Other subplots thicken the tale. The acolyte Rillibee is reassigned to a Friary on Grass, despite his internal blasphemies. Marjorie and husband wrestle with physical and emotional intimacy, further impaired by the presence of his mistress, and a younger male love interest. Marjorie's daughter is desperate to win the affections of an older Grassian aristocrat. Meanwhile, tensions between the Terran-based empire, Sanctity, and the insular planet of Grass threaten the possible discovery of cure for the plague.

The theme is Taboo. So much unknown, so much unsaid. Taboo saturates Tepper's universe. But things-being-unsaid doesn't quite work when the author pans a conveniently trained lens on the internal worlds of every important (and not-so-important) character. Too often, intimate tension is revealed for the sake of the reader and to the detriment of the mystery. Head-hopping thoughts are exposed, while enigmatic characters are laid bare as simple and predictable. The domineering beasts of Grass are spared this internal vivisection (for the most part), and remain the only real force for page-turning in this layered tale.
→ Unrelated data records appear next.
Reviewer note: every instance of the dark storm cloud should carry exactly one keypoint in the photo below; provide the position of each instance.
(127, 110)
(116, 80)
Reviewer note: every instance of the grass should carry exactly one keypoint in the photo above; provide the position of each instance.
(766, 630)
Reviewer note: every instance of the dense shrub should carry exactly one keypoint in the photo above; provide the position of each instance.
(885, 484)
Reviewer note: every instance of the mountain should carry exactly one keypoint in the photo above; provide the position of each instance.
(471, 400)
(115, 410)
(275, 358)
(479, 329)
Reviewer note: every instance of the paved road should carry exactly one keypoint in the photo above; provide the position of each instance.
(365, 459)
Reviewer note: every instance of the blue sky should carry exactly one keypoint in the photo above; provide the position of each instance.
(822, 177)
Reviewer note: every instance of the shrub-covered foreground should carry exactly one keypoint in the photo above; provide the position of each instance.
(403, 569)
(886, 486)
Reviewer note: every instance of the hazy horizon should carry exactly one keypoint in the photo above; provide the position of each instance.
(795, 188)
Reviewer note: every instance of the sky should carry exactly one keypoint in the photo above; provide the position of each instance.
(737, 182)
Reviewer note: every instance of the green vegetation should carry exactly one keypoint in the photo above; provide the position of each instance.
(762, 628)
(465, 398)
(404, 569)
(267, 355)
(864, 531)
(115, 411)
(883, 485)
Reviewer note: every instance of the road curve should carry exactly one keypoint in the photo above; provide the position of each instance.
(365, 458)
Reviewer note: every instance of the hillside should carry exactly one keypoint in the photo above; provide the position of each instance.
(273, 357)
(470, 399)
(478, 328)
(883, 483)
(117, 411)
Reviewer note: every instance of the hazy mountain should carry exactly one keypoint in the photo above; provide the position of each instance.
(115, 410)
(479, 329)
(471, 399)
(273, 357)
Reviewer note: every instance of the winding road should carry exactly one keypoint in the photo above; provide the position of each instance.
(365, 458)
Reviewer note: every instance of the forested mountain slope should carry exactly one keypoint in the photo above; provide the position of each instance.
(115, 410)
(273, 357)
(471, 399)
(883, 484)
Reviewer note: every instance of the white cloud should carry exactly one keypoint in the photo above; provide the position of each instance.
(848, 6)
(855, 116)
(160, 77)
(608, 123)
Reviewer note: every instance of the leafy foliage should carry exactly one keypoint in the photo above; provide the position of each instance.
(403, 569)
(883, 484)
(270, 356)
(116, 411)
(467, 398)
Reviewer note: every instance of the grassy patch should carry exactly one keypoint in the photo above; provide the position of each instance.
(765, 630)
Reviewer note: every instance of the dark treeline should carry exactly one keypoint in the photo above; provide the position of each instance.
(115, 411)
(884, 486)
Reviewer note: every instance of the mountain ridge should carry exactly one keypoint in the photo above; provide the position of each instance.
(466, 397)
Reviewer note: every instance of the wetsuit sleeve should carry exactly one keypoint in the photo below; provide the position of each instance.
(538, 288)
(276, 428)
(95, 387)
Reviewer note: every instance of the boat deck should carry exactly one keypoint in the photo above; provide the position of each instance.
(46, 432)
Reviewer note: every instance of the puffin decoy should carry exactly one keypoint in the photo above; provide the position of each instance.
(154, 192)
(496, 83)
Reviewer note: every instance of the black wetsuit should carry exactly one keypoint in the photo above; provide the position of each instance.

At times, hairy situations are rescued by unlikely, convenient things: a slip of paper drops in just the right place, characters show up at just the right time. (At one point, I wonder if Rillibee has access to a teleport, considering his talent for fast and prompt travel.) Then, on page 343 of the 450-page tale, the only medical doctor on Grass, a multi-degreed female with research and publishing credits on her CV asks, "Why didn't you ask us medical people?" (343). Well, yes. I kind of wondered that, too.

There's something arbitrary about a planet-sized nation-state, feudal-state, culture, et cetera, and spacefaring races that regress technologically inevitably raise red skeptic flags, but I'll forgive it in the name of metaphor, which is worth the parsing out, though, fair warning, a planet of rippling, rainbow-colored grass insulated by generations of taboo and tradition, and submissive to the forces of pernicious, untamed beasts might be muddier than the surface elements suggest.

A very odd and hard-to-categorize SF novel.